Retargeting motion between characters with different skeleton structures is a fundamental challenge in computer animation. When source and target characters have vastly different bone arrangements, maintaining the original motion's semantics and quality becomes increasingly difficult. We present PALUM, a novel approach that learns common motion representations across diverse skeleton topologies by partitioning joints into semantic body parts and applying attention mechanisms to capture spatio-temporal relationships. Our method transfers motion to target skeletons by leveraging these skeleton-agnostic representations alongside target-specific structural information. To ensure robust learning and preserve motion fidelity, we introduce a cycle consistency mechanism that maintains semantic coherence throughout the retargeting process. Extensive experiments demonstrate superior performance in handling diverse skeletal structures while maintaining motion realism and semantic fidelity, even when generalizing to previously unseen skeleton-motion combinations. We will make our implementation publicly available to support future research.
Paper Structure (25 sections, 7 equations, 5 figures, 2 tables)

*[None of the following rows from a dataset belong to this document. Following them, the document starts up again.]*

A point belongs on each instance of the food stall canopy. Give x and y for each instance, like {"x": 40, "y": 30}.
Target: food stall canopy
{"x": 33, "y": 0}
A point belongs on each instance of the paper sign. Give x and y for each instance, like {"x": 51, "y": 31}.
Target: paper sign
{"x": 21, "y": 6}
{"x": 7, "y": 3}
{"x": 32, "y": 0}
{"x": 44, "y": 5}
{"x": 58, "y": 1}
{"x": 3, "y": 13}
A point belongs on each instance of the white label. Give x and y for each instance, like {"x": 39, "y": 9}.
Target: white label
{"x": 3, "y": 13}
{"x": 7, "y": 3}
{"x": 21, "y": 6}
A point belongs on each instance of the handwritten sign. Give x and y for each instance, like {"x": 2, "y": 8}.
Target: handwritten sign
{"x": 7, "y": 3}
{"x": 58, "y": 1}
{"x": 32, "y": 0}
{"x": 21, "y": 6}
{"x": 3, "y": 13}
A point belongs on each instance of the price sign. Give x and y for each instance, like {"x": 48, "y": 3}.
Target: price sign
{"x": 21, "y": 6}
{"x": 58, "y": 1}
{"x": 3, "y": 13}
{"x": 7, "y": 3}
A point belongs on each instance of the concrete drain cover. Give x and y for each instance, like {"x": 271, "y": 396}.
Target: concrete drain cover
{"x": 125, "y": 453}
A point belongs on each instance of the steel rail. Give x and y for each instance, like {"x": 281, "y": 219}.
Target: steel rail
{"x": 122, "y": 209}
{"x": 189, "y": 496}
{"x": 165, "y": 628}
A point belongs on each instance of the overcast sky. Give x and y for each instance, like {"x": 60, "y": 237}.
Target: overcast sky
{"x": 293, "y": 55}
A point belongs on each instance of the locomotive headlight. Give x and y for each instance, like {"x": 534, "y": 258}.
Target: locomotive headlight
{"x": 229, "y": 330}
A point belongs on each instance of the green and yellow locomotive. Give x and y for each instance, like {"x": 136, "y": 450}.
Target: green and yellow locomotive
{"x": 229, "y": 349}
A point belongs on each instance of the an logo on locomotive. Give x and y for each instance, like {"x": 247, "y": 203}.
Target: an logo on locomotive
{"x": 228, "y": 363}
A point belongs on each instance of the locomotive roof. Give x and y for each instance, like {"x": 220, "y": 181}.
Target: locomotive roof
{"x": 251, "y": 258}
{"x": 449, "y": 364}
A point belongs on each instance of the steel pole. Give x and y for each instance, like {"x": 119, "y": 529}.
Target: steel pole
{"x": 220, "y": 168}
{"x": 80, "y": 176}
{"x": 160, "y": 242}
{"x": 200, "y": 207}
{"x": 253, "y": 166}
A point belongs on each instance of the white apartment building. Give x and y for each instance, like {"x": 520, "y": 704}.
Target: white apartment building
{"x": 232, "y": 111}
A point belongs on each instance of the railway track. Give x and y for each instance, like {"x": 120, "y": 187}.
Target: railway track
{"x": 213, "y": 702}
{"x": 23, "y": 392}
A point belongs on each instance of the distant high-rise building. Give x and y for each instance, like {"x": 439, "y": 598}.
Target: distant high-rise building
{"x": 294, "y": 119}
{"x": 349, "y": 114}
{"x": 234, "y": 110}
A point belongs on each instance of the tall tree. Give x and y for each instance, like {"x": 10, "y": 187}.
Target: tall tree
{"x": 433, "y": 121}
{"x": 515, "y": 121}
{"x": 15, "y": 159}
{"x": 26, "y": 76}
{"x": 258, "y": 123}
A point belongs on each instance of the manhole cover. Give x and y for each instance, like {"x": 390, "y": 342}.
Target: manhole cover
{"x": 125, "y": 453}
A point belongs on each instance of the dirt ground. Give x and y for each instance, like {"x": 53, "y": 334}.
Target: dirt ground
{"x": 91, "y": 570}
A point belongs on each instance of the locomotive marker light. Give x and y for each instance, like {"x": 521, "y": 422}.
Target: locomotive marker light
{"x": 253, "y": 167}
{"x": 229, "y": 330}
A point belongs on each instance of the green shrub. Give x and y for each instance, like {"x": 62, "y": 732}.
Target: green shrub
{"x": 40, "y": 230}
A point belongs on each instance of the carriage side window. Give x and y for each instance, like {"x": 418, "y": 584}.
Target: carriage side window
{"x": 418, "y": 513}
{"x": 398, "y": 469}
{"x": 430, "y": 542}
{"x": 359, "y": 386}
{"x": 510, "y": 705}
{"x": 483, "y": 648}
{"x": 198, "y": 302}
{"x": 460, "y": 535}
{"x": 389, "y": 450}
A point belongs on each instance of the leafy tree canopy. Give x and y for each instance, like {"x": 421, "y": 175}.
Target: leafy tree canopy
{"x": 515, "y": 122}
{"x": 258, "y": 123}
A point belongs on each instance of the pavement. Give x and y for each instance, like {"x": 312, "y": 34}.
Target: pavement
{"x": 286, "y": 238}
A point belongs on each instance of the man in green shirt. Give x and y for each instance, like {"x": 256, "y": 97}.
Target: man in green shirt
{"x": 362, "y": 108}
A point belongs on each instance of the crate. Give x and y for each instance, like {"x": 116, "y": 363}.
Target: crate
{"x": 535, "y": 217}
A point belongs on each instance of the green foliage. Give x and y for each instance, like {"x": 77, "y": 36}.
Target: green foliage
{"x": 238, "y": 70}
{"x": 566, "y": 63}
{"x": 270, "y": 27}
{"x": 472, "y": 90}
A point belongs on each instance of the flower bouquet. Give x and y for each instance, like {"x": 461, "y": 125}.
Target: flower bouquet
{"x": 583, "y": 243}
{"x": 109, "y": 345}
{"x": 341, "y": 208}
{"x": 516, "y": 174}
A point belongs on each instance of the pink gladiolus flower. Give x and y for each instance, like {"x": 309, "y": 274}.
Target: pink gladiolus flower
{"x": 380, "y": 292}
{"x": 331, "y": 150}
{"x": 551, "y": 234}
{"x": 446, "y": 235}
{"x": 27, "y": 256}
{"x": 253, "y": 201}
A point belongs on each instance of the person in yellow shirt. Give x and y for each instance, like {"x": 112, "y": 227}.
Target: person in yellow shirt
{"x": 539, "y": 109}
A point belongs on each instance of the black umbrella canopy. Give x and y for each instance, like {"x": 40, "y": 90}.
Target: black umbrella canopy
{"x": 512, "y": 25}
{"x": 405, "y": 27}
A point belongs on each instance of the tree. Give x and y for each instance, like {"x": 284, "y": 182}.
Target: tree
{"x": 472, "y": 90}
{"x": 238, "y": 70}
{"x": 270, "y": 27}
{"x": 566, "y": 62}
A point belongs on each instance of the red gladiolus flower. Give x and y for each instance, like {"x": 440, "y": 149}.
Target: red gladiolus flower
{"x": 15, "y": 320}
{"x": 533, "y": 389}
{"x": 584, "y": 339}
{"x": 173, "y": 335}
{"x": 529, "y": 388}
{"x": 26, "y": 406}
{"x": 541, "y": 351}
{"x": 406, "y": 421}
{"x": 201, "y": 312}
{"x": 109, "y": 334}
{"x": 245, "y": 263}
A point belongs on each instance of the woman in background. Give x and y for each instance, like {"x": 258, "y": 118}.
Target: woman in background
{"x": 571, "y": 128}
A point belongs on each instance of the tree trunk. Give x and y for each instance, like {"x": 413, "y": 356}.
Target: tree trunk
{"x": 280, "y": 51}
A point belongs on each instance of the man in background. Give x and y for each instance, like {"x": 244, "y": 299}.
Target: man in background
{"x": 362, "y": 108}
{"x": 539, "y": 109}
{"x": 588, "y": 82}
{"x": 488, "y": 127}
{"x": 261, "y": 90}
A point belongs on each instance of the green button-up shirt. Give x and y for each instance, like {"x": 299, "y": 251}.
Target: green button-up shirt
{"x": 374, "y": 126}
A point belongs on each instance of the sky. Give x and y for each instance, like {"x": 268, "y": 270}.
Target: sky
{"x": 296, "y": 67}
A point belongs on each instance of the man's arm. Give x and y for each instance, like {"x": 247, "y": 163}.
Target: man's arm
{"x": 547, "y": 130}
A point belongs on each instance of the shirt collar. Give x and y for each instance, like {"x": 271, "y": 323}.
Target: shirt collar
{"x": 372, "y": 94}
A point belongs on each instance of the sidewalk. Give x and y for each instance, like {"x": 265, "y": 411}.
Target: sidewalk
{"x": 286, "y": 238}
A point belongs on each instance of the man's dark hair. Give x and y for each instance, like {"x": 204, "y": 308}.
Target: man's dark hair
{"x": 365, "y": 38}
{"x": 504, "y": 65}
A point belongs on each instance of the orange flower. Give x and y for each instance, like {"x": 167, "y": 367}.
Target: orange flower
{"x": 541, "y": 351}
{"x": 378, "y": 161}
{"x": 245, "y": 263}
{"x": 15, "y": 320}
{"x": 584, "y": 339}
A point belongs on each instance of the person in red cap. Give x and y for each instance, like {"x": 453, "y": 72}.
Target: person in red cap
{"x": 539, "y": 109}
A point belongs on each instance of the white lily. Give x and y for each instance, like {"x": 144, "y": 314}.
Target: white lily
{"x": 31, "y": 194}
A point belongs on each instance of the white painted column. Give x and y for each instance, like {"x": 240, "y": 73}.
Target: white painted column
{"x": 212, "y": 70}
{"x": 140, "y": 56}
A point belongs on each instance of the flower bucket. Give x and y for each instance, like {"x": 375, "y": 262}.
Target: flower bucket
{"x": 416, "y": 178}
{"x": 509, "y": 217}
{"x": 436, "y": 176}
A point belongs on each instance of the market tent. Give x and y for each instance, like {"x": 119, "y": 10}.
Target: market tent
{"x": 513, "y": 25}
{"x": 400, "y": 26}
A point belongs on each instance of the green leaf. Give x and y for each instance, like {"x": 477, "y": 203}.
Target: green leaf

This paper contains 25 sections, 7 equations, 5 figures, 2 tables.

Figures (5)

  • Figure 1: Overview of our motion retargeting framework. (a) Encoder-decoder architecture: The transformer encoder processes source motion sequences through multiple attention pooling layers to extract skeleton-agnostic motion representations. These representations are fed to an MLP that outputs key-value pairs for cross-attention in the transformer decoder. The decoder takes uniformly sampled noise and skeleton-specific embeddings to generate target motion sequences. Note that the target skeleton shown in this pipeline includes pauldron joints, demonstrating our method's capability to handle diverse skeletal topologies. (b) Training pipeline: The model is trained using reconstruction and cycle consistency objectives (additional loss terms are detailed in Section \ref{['subsec::train_objective']}), where Motion A from Skeleton A is retargeted to Skeleton B, then back to Skeleton A, ensuring motion preservation across different skeleton structures. (c) Testing pipeline: During inference, only the forward retargeting path is used, with the cycle consistency components (marked with red crosses) disabled, allowing direct motion transfer from the source to the target skeleton.
  • Figure 2: T-pose examples after our joint elimination strategy. (1) Warrok: the pauldron joints are named as "RightArmourx" (x=1,2,3,4,5) in the BVH file, so they match our "RightArm" joint name selection and they are preserved. (2) BigVegas: the hair joints are named as "HeadTop_Endx" (x=1,2), which match our "Head" joint name selection, so they are preserved.
  • Figure 3: Qualitative results of our method and the baselines. Our method preserves the natural motion dynamics and joint relationships.
  • Figure 4: Qualitative results of ablation studies demonstrating the impact of key design components. We show overlaid predictions with the GT target. Without shared joints, body parts move independently, causing unnatural artifacts such as extreme head tilting. Excluding positional information reduces end-effector accuracy, while joint masking disrupts hierarchical skeletal relationships, leading to degraded motion quality.
  • Figure 5: Mixamo motion retargeted to other skeletons. Source motion from the AJ skeleton is retargeted to SMPL, MetaHuman, and MetaHuman Merged.